I ended up having to miss the JHipster webinar last week as I was invited by my company to attend the Datastax DS220: Data Modeling with Datastax Enterprise class on Monday and Tuesday. The company came out and taught the class onsite. The instructor was Andrew Lenards and he did a great job.

I have been using Cassandra for a little while, but I hadn’t done anything serious with it. The CQL query language is all at once a great blessing and a curse. On the upside it is immediately familiar so anyone who has done SQL work can get comfortable creating tables and executing queries quickly. On the downside it sort of abstracts a few things about the data store away from you and I think at a certain point for performance you sort of need to understand what is going on under the hood.
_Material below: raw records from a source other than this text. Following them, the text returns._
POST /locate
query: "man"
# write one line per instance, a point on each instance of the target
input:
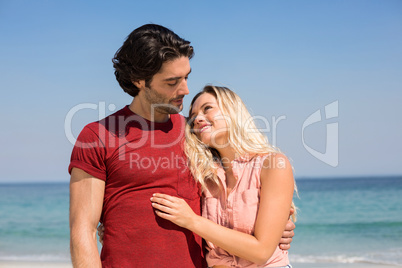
(119, 162)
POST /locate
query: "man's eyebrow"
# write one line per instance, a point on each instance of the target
(176, 78)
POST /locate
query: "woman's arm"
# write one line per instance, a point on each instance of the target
(275, 201)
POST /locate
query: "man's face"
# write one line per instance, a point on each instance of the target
(168, 87)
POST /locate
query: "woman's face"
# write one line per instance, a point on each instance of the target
(209, 123)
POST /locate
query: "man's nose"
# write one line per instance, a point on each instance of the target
(183, 89)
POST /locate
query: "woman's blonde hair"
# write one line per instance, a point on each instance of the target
(243, 136)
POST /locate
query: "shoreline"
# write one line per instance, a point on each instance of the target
(48, 264)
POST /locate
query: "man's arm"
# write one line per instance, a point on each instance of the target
(86, 200)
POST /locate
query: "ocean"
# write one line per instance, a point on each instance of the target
(342, 220)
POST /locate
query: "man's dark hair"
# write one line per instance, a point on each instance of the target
(144, 52)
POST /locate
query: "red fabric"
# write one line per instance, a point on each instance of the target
(137, 158)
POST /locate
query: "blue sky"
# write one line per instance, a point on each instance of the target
(286, 59)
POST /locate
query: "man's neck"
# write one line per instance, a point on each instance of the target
(145, 110)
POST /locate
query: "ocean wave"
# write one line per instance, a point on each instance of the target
(389, 257)
(42, 257)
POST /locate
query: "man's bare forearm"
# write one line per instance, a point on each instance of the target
(84, 249)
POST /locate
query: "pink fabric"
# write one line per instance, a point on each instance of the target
(238, 211)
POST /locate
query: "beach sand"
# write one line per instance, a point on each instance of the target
(20, 264)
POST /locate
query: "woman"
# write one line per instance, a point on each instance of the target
(247, 185)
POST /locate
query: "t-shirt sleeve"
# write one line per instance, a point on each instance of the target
(89, 154)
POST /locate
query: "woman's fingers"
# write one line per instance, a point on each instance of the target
(160, 207)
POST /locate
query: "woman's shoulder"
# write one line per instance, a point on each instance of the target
(275, 162)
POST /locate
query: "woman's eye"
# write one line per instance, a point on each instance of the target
(207, 108)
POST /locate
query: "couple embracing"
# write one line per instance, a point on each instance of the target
(223, 183)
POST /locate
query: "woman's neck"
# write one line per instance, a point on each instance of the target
(227, 154)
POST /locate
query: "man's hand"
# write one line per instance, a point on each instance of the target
(288, 234)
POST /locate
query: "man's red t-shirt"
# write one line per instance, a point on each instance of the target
(136, 158)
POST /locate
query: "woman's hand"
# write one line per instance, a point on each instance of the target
(101, 231)
(173, 209)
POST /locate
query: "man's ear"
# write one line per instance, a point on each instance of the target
(140, 84)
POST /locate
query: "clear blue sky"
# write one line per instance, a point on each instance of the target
(284, 58)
This class gave us that. It starts out presenting a data model like you might see in relational databases and then you work through the ways you might model that data in Cassandra and the trade offs of different models (which questions you can ask, which fields are required to ask those questions, etc). One of the biggest things I was missing prior to the class was the whole concept of partitions vs rows and what the partition key is vs the collating keys. I had been using the data store like a SQL database so that my partitions always had at most one row. We did a lot of looking at instead what if we model the data so the partitions have many rows and what are the advantages and disadvantages of doing so. On day two we got very deep in the technical aspects of what was going on under the hood, how data was stored on disk and how to do things like estimate partition sizes. We were also able to ask a lot of questions specific to how we have been using Cassandra in our organization and what the limitations are going to be as we expand its usage to even more areas of our product.